MaCleki: Curating Kisumu is an ongoing collaboration between Masenu University (Kenya) and Cleveland State University (USA), funded by the Office of Digital Humanities at the National Endowment for the Humanities. The final product of the project is a website boasting content on Kisumu, a city in Kenya, developed by teams of around 200 students from both universities. An equally significant result of the project is the Curatescape WordPress plugin that was developed to support creation and curation of the content.

On the website, the content is presented, first, as collections of themes (“Luo History and Culture,” “Rails, Railroads, and Ports,” “Academic Institutions,” and “Religious Sites and Sacred Spaces”). Each theme includes several articles. Users can also explore content through a story map and a word cloud of tags (such as “colonialism,” “politics,” “trade,” “labor,” and more). The story map page shows an interactive map of Kisumu with several locations are pinned. Each pin links to an article with content relevant to the specific location. The content is interesting and of high quality, which is a tribute to the students and the quality of education provided at the respective institutions. Descriptions of the project and its site indicate that the story map is the preferred portal for exploring the content on the website. One wonders, therefore, why it is not afforded a more prominent position on the homepage.

The project overview claims, “MaCleKi was developed principally for the public in Kisumu and Kenya.” Perhaps it is; English is, after all, one of the city’s official languages, and it supports the goal of the project as being “directed to a wider audience throughout Africa and globally.” I would nevertheless have found the first claim more convincing had the website included content in Kiswahili, the partner to English as an official language in the city, or Dhuolo, which is spoken by most residents. While digital humanities scholars have the right and the responsibility to highlight and promote their technologies’ potential for social reform, we must always also remain aware that technological potential is, for now, still reliant on human agency. Respecting and celebrating the languages of subjects could be a small step to aligning ideals and outcomes.

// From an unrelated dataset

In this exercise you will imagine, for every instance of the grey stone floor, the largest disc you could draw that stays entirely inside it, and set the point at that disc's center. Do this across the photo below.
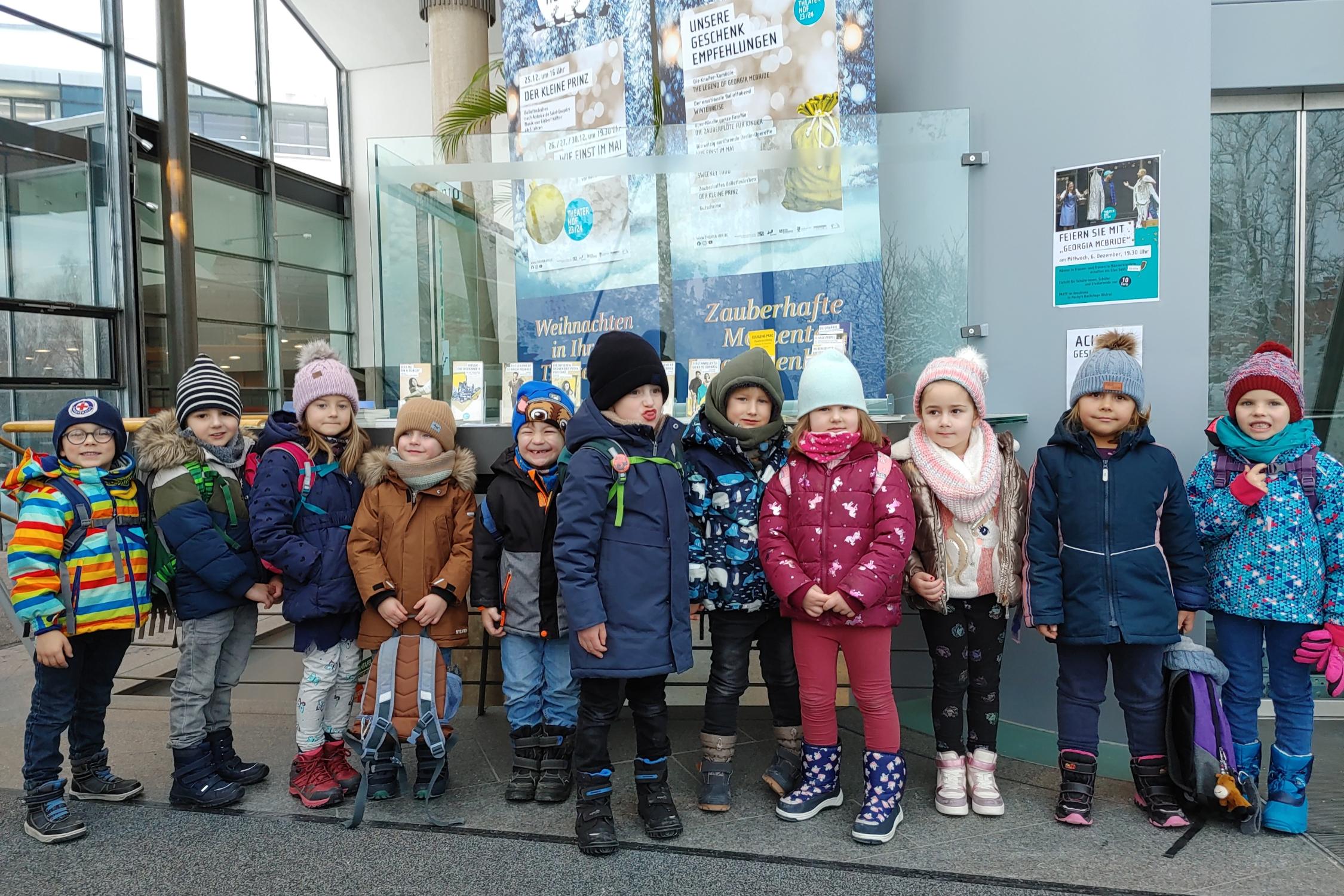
(531, 845)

The underlying technology, Curatescape, is “a web and mobile app framework for publishing location-based content using the Omeka content management system.” The MaCleKi team developed a Curatescape WordPress plugin as part of its work. The design of the plugin responds to increased social dependance on mobile technologies, particularly in African countries. Curatescape for WordPress enables the use of cellphones and other mobile devices for collaboratively creating, curating, and sharing knowledge. The MaCleKi project proves that collaborative knowledge production with Curatescape can effectively happen intercontinentally, interculturally, and between institutions.

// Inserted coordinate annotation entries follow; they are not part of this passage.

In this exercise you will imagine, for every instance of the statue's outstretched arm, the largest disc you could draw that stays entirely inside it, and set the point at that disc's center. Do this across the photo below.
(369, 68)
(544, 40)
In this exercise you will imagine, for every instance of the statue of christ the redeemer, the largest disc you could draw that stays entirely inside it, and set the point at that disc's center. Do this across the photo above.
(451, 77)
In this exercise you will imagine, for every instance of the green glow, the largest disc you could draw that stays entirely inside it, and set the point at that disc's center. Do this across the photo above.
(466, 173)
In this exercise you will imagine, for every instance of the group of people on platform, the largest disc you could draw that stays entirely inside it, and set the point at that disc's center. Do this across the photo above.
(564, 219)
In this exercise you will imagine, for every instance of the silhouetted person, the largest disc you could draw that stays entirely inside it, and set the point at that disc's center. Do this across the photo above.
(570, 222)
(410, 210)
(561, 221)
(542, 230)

Writing as a musicologist who works in an arts and music department, I imagine new possibilities for producing and presenting knowledge using Curatescape for WordPress. Due to the pandemic, we are searching for new ways to curate art works for exhibitions, gallery archives, and academic assessment. Similarly, cultural and ethnographic studies in music can be enriched through location-based knowledge representations. Curatescape for WordPress and the example of MaCleKi thus has relevance to many fields in the humanities.

The visibility of the project is enhanced by the prestige of its funders (i.e., the National Endowment for the Humanities), presentations at conferences, and a 2020 academic publication. Its ambition to engage a wider general and global public is evident in the YouTube channel, which deserves far more visitors and subscribers than it currently has. Here, one hears voices from Masuni University too, voices play a crucial role in supplementing and complementing their Cleveland partners’ academic publications.